Es wäre also langfristig durchaus zu erwarten, daß Freie Projekte den
kommerziellen den Rang ablaufen - weil sie kostenlos *und* besser
sind. Freie Software macht das jedenfalls schon vor. Die aktuell
spannenden Entwicklungen laufen wohl im Bereich der Musik ab - wir
leben in spannenden Zeiten.

Und auch diese Auseinandersetzung ist noch lange nicht gelaufen. Wenn man
sieht wie willfaehrig die Bundesregierung grossen Konzernen ihre
Monopolgewinne sichert, egal ob sie nun Telekom, Thyssen (Transrapid),
Holzmann, EADS (Eurofighter) oder wie auch immer heissen, darf man annehemn,
dass hier das Potential noch nicht ausgeschoepft ist.

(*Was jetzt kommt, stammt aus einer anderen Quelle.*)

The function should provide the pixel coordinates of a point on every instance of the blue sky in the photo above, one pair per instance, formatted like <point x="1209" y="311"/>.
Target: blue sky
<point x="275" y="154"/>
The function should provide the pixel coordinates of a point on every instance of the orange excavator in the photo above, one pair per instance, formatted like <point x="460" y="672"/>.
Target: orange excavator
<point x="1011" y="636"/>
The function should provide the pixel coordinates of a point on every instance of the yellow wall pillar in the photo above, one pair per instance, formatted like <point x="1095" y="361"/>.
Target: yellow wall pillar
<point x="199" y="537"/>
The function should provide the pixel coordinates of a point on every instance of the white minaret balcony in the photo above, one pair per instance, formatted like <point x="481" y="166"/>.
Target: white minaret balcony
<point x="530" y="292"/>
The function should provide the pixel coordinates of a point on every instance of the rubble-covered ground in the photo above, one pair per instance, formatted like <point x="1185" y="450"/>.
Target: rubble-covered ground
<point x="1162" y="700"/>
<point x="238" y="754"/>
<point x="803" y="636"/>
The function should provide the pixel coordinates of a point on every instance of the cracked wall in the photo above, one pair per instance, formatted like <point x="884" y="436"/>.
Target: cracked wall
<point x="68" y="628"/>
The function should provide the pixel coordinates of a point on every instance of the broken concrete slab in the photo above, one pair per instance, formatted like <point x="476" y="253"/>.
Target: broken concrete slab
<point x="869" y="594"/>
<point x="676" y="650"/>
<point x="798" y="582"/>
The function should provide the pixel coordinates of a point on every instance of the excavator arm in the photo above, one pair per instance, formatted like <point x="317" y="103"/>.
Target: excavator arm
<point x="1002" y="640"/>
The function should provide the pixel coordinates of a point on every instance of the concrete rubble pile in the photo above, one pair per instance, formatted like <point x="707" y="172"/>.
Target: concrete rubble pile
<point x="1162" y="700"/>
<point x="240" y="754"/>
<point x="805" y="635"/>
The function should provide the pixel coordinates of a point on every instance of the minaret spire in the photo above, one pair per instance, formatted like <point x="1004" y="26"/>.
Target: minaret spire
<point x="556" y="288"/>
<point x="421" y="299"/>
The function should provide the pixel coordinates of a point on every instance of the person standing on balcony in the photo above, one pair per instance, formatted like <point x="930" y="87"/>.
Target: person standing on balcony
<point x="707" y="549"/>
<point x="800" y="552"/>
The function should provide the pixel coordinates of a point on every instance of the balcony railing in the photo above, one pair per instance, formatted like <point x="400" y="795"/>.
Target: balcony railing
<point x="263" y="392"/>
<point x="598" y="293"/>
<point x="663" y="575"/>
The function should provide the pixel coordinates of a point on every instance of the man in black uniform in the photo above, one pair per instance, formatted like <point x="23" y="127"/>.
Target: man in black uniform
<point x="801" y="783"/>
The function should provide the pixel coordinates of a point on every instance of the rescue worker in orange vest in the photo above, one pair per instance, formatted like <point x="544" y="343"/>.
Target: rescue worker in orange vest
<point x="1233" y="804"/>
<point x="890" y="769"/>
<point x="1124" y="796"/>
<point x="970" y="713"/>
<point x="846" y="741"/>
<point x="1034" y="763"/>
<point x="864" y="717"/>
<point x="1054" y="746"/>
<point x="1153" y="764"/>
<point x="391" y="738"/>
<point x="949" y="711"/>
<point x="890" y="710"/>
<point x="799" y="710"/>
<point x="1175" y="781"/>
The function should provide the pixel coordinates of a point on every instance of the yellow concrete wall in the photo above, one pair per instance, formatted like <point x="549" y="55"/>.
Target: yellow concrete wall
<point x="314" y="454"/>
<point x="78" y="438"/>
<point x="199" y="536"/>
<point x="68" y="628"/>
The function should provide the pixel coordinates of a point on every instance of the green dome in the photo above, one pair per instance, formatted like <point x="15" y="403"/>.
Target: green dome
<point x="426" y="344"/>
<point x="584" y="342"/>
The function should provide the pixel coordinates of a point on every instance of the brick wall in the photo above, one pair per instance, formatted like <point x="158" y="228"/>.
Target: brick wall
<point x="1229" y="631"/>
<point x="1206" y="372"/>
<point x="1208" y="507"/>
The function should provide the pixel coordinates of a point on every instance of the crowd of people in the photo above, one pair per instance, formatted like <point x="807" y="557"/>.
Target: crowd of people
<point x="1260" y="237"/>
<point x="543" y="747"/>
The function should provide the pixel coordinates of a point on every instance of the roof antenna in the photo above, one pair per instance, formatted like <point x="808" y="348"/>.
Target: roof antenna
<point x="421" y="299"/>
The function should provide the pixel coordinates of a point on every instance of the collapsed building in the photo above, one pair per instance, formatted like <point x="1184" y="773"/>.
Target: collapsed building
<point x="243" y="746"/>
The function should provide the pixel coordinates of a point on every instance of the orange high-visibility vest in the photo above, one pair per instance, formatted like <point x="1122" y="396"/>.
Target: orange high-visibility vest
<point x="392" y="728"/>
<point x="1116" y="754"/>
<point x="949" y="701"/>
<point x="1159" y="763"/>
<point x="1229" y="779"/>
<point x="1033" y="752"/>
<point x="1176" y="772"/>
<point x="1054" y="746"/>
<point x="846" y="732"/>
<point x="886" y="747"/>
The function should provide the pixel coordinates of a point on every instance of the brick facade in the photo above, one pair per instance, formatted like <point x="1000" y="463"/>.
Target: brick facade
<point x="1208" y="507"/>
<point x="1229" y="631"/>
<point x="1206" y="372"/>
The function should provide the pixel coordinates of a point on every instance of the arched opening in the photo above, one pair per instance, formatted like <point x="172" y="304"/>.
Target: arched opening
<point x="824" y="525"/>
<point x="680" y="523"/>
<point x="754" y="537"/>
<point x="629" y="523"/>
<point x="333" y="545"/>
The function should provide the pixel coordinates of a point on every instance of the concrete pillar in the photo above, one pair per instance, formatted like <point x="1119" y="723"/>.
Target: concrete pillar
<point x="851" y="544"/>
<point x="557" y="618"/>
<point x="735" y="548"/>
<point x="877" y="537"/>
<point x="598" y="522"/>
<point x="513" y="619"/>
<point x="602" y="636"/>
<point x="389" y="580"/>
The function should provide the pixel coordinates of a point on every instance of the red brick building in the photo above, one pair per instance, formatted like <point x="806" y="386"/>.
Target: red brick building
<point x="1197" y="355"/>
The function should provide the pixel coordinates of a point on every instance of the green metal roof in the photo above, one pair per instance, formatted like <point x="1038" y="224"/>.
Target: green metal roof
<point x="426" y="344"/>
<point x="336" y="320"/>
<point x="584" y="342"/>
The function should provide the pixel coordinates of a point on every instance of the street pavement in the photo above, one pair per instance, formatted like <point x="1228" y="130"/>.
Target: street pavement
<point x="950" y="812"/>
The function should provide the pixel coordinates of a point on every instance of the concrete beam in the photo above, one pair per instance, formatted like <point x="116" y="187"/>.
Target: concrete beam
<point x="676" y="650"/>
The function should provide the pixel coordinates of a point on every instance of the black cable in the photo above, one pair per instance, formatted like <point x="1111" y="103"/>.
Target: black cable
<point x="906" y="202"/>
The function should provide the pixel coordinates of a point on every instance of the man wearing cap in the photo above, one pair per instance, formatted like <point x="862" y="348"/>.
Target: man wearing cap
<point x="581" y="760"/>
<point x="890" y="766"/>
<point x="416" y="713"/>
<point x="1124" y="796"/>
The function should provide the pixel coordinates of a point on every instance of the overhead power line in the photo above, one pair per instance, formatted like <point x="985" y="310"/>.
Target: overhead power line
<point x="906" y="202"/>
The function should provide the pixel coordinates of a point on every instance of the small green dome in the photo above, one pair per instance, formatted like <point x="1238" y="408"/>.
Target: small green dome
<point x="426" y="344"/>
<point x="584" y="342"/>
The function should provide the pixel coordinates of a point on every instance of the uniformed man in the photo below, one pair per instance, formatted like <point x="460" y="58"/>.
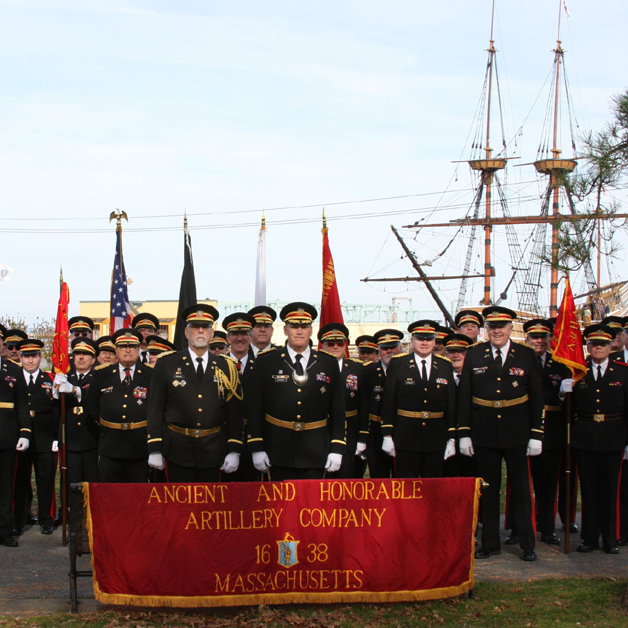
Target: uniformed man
<point x="13" y="338"/>
<point x="195" y="413"/>
<point x="148" y="325"/>
<point x="469" y="323"/>
<point x="81" y="327"/>
<point x="500" y="417"/>
<point x="545" y="467"/>
<point x="262" y="332"/>
<point x="117" y="399"/>
<point x="44" y="445"/>
<point x="81" y="434"/>
<point x="419" y="411"/>
<point x="456" y="346"/>
<point x="599" y="435"/>
<point x="368" y="351"/>
<point x="297" y="421"/>
<point x="15" y="434"/>
<point x="218" y="344"/>
<point x="239" y="326"/>
<point x="106" y="351"/>
<point x="158" y="346"/>
<point x="389" y="343"/>
<point x="334" y="339"/>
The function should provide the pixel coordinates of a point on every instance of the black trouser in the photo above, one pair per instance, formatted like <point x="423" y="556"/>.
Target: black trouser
<point x="7" y="473"/>
<point x="177" y="473"/>
<point x="412" y="464"/>
<point x="545" y="470"/>
<point x="123" y="470"/>
<point x="599" y="486"/>
<point x="279" y="474"/>
<point x="489" y="467"/>
<point x="45" y="465"/>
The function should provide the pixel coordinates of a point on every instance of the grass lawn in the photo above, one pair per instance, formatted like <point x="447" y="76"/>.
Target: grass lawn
<point x="541" y="603"/>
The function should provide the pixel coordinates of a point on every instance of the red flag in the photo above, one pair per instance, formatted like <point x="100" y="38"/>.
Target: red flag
<point x="567" y="343"/>
<point x="331" y="312"/>
<point x="60" y="357"/>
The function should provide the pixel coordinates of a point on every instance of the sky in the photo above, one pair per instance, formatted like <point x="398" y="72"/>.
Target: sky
<point x="230" y="110"/>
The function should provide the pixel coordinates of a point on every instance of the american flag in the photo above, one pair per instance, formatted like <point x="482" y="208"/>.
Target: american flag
<point x="120" y="306"/>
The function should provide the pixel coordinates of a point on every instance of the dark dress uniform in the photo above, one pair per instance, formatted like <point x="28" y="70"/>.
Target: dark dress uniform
<point x="44" y="411"/>
<point x="419" y="415"/>
<point x="546" y="467"/>
<point x="194" y="425"/>
<point x="381" y="465"/>
<point x="501" y="409"/>
<point x="599" y="435"/>
<point x="296" y="425"/>
<point x="121" y="411"/>
<point x="15" y="423"/>
<point x="81" y="434"/>
<point x="352" y="378"/>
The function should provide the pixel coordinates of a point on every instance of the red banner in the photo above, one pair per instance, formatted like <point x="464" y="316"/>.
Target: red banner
<point x="60" y="348"/>
<point x="194" y="545"/>
<point x="567" y="343"/>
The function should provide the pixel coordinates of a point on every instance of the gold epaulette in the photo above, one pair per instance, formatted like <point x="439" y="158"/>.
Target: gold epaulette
<point x="399" y="355"/>
<point x="161" y="355"/>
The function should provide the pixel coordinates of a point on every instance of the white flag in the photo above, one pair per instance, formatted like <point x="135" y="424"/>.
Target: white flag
<point x="5" y="272"/>
<point x="260" y="274"/>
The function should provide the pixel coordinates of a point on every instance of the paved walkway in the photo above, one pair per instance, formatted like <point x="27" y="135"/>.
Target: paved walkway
<point x="34" y="577"/>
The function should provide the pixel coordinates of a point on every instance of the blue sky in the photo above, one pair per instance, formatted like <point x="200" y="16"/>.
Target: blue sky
<point x="223" y="109"/>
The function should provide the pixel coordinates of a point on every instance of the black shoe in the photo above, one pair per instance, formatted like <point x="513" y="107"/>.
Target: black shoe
<point x="611" y="548"/>
<point x="484" y="553"/>
<point x="8" y="541"/>
<point x="550" y="539"/>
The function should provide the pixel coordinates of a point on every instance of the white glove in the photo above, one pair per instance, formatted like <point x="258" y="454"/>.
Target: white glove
<point x="535" y="447"/>
<point x="231" y="463"/>
<point x="22" y="444"/>
<point x="261" y="461"/>
<point x="566" y="386"/>
<point x="450" y="450"/>
<point x="60" y="378"/>
<point x="66" y="387"/>
<point x="388" y="446"/>
<point x="156" y="460"/>
<point x="333" y="463"/>
<point x="466" y="446"/>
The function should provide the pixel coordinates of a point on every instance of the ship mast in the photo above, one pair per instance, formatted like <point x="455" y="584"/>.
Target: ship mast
<point x="488" y="167"/>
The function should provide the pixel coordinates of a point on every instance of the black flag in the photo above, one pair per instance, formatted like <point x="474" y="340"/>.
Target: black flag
<point x="187" y="293"/>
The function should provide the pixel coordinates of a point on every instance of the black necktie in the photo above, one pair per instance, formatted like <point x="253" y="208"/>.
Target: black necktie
<point x="299" y="367"/>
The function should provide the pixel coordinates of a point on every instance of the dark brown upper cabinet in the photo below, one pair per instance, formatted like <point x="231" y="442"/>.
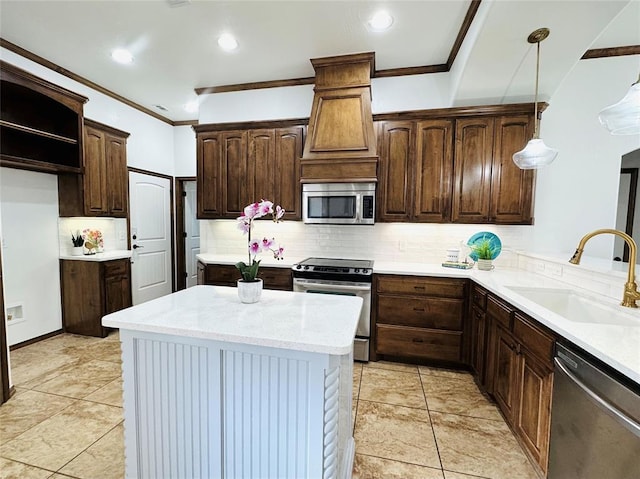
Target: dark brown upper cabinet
<point x="395" y="189"/>
<point x="40" y="123"/>
<point x="240" y="166"/>
<point x="454" y="165"/>
<point x="472" y="170"/>
<point x="102" y="190"/>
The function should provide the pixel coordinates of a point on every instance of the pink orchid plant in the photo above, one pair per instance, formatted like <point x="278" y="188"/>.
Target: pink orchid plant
<point x="245" y="222"/>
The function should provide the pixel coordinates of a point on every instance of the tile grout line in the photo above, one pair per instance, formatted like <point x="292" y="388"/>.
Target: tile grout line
<point x="85" y="449"/>
<point x="433" y="431"/>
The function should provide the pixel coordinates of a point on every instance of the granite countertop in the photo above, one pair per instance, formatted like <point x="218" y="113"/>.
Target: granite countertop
<point x="282" y="319"/>
<point x="105" y="256"/>
<point x="616" y="345"/>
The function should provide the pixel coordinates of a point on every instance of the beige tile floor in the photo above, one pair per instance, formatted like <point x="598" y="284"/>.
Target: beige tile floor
<point x="65" y="419"/>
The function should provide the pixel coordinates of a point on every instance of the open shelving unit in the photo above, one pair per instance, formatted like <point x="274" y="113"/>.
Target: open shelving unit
<point x="40" y="123"/>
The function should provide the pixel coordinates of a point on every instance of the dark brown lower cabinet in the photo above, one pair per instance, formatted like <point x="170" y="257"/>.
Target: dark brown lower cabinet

Stimmt: Eine Freie Bundesregierung müßte her ;-) . Am besten im Sinne
von Andy Müller-Maguhn: "Macht doch was ihr wollt, ich mache es ja
auch" ;-) .

Und es ist dann sicher
auch kein Zufall wenn sich Leute wie Schroeder demonstrativ mit Bill Gates
beim Verteilen 'kostenloser' Softwarepakete an Schulen zeigen. Zum Gleuck
wird im Innenministerium und im Forschungsministerium offenbar verstaerkt
ueber den Einsatz freier Software nachgedacht, aber gelaufen ist die
Auseinandersetzung noch lange nicht.

Niemensch hat gesagt, daß die Bundesregierung ein Agent der
GPL-Gesellschaft ist. Allerdings ist es wohl so, daß mittlerweile
einige Leute in der Verwaltung von der Faszination angesteckt sind,
die Freie Software ausstrahlt - ein Phänomen übrigens, das du in
Computerkreisen überall findest.

Und ich wuerde mal tippen, dass Produkte (wenn es denn solche sind) wie
Linux auch auf eine gewisse Markenbildung (Branding) angewiesen sind um sich
ausserhalb einer verschworenen Community (:-) durchzusetzen

Was meinst du mit Branding?

- ich kann mir
durchaus vorstellen, dass man gegen Laeden wie SuSE und redHat eines Tages
z.B. kartellrechtlich vorgeht -

Auf welcher Grundlage?

Aber wenn es so wäre, daß gegen die repressiv vorgegangen würde, dann
wäre das nur ein Beweis dafür, daß die bürgerliche Gesellschaft und
ihre Agenten die existentielle Bedrohung erkannt hätten, die für sie
von Freier Software ausgeht. Hoffen wir, daß sie das nicht so bald
merken.

und ob dann eine GPL vor Gericht oder der
EU-Kommission Bestand hat, scheint mir ungeklaert.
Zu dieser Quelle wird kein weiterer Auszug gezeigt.